Hacía bastante frío en Deathlehem. Cuando Percival coronó la cresta que dominaba la cantera abandonada, vio unas llamas azules que brillaban en la noche como neones.

Mercius y Willow. Sus llamas y ojos azules eran como colores espectrales en la oscuridad del pueblo, sin olvidar a Argus, sobre el que cabalgaba Percival, con su crin y cola ardientes.

En el linde del bosque, un pequeño grupo de aldeanos estaba acurrucado. Hablaban en voz baja mientras sus rostros reflejaban la luz nigromántica de los Soldados.

En un pueblo que se enorgullecía del silencio y del recuerdo del temple mortal, estas apariciones llameantes eran una blasfemia.

Percival descendió a la hondonada y deshizo la invocación de Argus. Mercius y Willow se le acercaron; no parecían muy preocupados por las miradas de los aldeanos.

Willow parecía feliz.

—Maestro —dijo ella, con un tono triunfal y agotado—. Está hecho. He comprendido por completo la Habilidad ⸢Alma de Hierro⸥. Ahora forma parte de mi arsenal de forma permanente.

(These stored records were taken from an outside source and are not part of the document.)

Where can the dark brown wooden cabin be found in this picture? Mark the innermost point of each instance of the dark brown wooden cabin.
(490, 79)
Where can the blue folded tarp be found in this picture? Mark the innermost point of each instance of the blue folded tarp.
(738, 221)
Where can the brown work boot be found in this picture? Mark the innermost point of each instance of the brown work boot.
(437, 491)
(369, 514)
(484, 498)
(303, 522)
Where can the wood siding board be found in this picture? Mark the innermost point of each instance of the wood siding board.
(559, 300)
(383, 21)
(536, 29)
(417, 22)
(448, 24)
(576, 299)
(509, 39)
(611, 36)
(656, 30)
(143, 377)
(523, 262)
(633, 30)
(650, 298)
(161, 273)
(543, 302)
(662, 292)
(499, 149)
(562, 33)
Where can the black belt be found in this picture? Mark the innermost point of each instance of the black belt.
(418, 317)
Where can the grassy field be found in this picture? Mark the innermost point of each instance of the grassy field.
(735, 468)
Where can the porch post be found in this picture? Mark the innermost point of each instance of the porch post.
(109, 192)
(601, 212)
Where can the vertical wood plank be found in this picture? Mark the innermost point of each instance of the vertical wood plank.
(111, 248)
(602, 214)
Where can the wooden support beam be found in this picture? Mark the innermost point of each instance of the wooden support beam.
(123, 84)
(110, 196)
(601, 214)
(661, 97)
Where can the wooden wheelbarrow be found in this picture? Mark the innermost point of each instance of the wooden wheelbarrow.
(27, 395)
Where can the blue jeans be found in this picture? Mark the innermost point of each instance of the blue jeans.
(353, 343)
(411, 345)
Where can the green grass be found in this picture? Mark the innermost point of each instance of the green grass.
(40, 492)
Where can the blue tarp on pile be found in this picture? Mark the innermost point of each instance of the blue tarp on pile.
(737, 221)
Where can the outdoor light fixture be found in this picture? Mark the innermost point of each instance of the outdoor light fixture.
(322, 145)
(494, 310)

La interfaz de Percival corroboró sus noticias con un tintineo.

¡Tin!

⸢Willow Lockhart ha desbloqueado una nueva Habilidad: [Alma de Hierro]⸥

—Bien hecho —dijo Percival, mientras sus ojos escrutaban la cresta donde observaban los aldeanos—. Pero hemos atraído a demasiada gente.

—Parece que los aldeanos desconfían de la magia —dijo Mercius, mirándolos con sus ojos azules y sin alma.

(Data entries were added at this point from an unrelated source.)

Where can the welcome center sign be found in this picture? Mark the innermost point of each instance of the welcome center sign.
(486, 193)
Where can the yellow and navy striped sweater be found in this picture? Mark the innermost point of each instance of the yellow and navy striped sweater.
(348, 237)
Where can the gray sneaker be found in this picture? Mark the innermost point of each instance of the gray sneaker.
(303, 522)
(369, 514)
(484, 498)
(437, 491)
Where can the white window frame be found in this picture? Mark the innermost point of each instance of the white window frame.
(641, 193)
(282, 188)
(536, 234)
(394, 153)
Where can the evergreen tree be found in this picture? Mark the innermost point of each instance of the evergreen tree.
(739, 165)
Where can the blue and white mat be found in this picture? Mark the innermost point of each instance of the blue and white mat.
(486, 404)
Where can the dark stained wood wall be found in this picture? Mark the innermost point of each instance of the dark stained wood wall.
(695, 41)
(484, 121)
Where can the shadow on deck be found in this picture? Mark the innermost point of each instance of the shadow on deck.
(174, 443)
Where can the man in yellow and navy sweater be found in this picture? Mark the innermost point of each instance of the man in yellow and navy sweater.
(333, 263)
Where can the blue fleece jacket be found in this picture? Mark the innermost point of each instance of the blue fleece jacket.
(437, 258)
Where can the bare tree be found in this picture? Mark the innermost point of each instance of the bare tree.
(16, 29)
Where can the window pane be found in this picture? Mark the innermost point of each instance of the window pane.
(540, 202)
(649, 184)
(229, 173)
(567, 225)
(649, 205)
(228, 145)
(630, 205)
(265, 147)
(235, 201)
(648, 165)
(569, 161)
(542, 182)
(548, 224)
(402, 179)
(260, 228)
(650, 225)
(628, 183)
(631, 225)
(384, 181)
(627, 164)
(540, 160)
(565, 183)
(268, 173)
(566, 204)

—Siempre me pregunto por qué los dioses nunca hacen que uno de ellos Despierte —reflexionó Percival—. Si no por otra cosa, por lo cómico que sería.

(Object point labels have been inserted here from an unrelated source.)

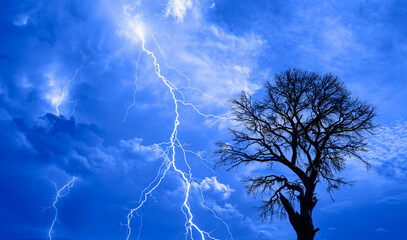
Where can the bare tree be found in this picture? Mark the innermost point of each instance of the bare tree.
(310, 124)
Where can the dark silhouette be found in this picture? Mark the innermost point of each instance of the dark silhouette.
(306, 122)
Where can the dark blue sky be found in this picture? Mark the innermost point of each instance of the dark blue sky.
(80, 98)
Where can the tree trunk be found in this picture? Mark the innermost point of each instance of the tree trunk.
(302, 223)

Descartó el pensamiento con un suspiro. —En fin, deben regresar ya. Quizá continuemos nuestro entrenamiento mañana.

Ellos inclinaron la cabeza.

Con un gesto de la mano, los dos Caballeros se desvanecieron en pilares de llamas azules. Percival se dio la vuelta y emprendió el camino de vuelta al pueblo.

Al pasar junto al grupo de lugareños en el linde del bosque, un anciano con un rostro como cuero agrietado dio un paso al frente, con la mano temblorosa mientras señalaba con un dedo nudoso.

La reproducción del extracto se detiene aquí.